Scottish Daily Mail

Deila: Celtic have hardest job in Europe

- By STEPHEN McGOWAN

RONNY DEILA claims no club in Europe have to live with the Champions League pressure piled on Celtic. The Scottish champions will learn their opponents in the final play-off qualifying round of world football’s biggest club competitio­n this morning. Maccabi Tel-Aviv, Partizan Belgrade, Malmo, Skenderbeu Korce of Albania and Kazakhstan’s Astana lie in wait, with a £16million windfall on the line. After coming through a nervy night in Azerbaijan against Qarabag, Deila must negotiate another pair of high-pressure games to take the Parkhead club back to the group stages. ‘We are not through yet and it is going to be tough,’ he insisted. ‘But I know the demands at this

club now. I think Celtic supporters can see what is happening with the club. ‘Of course, it is not human to have so much pressure around one or two games. They don’t have that pressure at other clubs. ‘That’s why Qarabag were able to play with so much freedom whereas we had to play with a lot of pressure. ‘But the players understand what they are playing for. ‘There is no club in the world which has so much to prove in the Champions League because everyone says it is so easy for Celtic to win the Scottish league. ‘I know that’s how it is seen but we can only do our best. I think we have given two big performanc­es in the last two qualifying games.’ Norwegian countryman Age Hareide manages Malmo — the job Deila once turned down — and a tie with the Swedes would be laced with sub-plots.

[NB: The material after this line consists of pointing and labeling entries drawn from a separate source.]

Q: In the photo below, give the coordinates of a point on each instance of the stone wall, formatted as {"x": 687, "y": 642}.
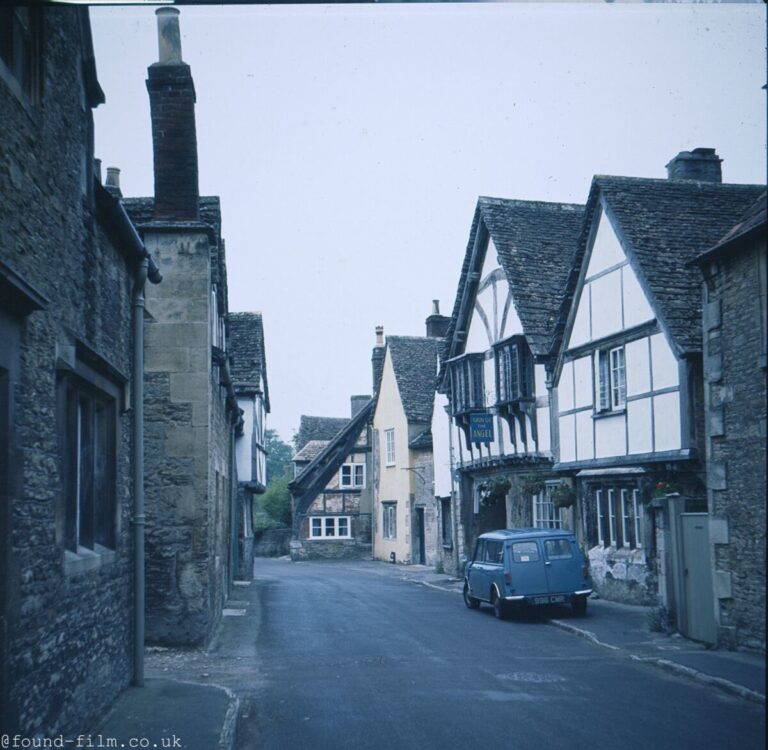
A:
{"x": 734, "y": 350}
{"x": 187, "y": 462}
{"x": 67, "y": 652}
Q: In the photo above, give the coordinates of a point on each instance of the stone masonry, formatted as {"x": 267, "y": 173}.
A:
{"x": 66, "y": 635}
{"x": 734, "y": 350}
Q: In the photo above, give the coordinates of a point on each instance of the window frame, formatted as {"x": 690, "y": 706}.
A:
{"x": 351, "y": 482}
{"x": 389, "y": 520}
{"x": 389, "y": 446}
{"x": 514, "y": 370}
{"x": 89, "y": 440}
{"x": 326, "y": 522}
{"x": 23, "y": 76}
{"x": 611, "y": 381}
{"x": 467, "y": 374}
{"x": 552, "y": 518}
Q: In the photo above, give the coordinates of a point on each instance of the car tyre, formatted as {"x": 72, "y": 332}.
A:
{"x": 469, "y": 600}
{"x": 579, "y": 605}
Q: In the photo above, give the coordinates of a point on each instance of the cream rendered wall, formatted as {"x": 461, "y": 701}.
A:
{"x": 395, "y": 483}
{"x": 243, "y": 445}
{"x": 441, "y": 446}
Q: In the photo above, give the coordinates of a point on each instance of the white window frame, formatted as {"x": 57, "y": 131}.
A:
{"x": 625, "y": 520}
{"x": 545, "y": 514}
{"x": 611, "y": 380}
{"x": 389, "y": 520}
{"x": 350, "y": 480}
{"x": 600, "y": 517}
{"x": 389, "y": 444}
{"x": 637, "y": 506}
{"x": 611, "y": 517}
{"x": 330, "y": 522}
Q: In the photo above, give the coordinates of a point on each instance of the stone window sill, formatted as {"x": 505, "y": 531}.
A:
{"x": 85, "y": 559}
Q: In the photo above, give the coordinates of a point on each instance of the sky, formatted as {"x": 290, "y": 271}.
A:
{"x": 349, "y": 144}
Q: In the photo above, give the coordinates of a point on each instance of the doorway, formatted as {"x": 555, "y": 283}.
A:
{"x": 420, "y": 536}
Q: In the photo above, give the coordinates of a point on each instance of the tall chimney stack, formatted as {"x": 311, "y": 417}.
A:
{"x": 701, "y": 164}
{"x": 377, "y": 358}
{"x": 437, "y": 325}
{"x": 174, "y": 137}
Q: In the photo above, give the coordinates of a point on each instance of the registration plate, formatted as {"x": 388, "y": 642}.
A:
{"x": 554, "y": 599}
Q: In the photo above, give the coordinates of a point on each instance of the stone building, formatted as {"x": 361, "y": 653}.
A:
{"x": 494, "y": 446}
{"x": 192, "y": 411}
{"x": 405, "y": 513}
{"x": 70, "y": 263}
{"x": 331, "y": 491}
{"x": 628, "y": 387}
{"x": 734, "y": 349}
{"x": 245, "y": 336}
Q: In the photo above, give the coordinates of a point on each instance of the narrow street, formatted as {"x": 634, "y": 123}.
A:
{"x": 353, "y": 655}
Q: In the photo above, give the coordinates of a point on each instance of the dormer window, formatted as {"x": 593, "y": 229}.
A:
{"x": 467, "y": 384}
{"x": 514, "y": 370}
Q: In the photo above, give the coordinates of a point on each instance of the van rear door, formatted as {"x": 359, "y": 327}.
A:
{"x": 563, "y": 566}
{"x": 526, "y": 565}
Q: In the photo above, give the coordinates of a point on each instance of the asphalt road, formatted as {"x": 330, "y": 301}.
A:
{"x": 347, "y": 655}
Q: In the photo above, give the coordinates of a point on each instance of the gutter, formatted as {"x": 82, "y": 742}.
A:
{"x": 122, "y": 232}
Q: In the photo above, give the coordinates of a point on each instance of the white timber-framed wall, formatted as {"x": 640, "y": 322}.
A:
{"x": 623, "y": 409}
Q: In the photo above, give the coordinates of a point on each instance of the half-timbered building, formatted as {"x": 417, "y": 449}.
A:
{"x": 493, "y": 460}
{"x": 628, "y": 384}
{"x": 331, "y": 492}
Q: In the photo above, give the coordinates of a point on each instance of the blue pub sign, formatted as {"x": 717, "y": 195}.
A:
{"x": 481, "y": 428}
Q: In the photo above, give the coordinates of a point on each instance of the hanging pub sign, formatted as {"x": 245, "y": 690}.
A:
{"x": 481, "y": 428}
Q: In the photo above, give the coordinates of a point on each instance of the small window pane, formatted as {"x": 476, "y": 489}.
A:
{"x": 558, "y": 549}
{"x": 525, "y": 552}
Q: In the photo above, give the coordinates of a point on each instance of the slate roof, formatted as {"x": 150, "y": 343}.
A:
{"x": 422, "y": 441}
{"x": 245, "y": 345}
{"x": 536, "y": 242}
{"x": 665, "y": 224}
{"x": 414, "y": 360}
{"x": 751, "y": 222}
{"x": 318, "y": 428}
{"x": 310, "y": 451}
{"x": 316, "y": 475}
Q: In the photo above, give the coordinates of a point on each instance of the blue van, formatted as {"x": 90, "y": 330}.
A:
{"x": 516, "y": 567}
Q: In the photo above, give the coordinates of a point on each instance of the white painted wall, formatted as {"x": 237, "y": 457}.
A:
{"x": 441, "y": 446}
{"x": 395, "y": 482}
{"x": 244, "y": 444}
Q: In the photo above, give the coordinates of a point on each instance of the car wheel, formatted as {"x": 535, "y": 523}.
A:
{"x": 469, "y": 600}
{"x": 579, "y": 605}
{"x": 499, "y": 606}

Parkhead flop Jo Inge Berget plays for the Swedish champions while Hareide claimed in May his side are ‘better than Celtic’. A trip to Albania or a return to Kazakhstan — where Celtic scraped through against Shakhter Karagandy — would hold little appeal logistical­ly but may represent the best football options. ‘I want the poorest team,’ said Deila, ‘but it’s hard to know at this stage who they are. Sometimes you can get names who are not very big, but they are still very good teams.’ Meanwhile, Southampto­n boss Ronald Koeman is refusing to rule out a move for Virgil van Dijk. The Premiershi­p club have lost Florin Gardos to injury for six months and are in the market for a second central defender despite securing Steven Caulker on a season-long loan deal. Deila denied reports that a £7m bid from the Saints had already been submitted, with Koeman saying: ‘Everybody knows he’s a good player. Let’s see what happens.’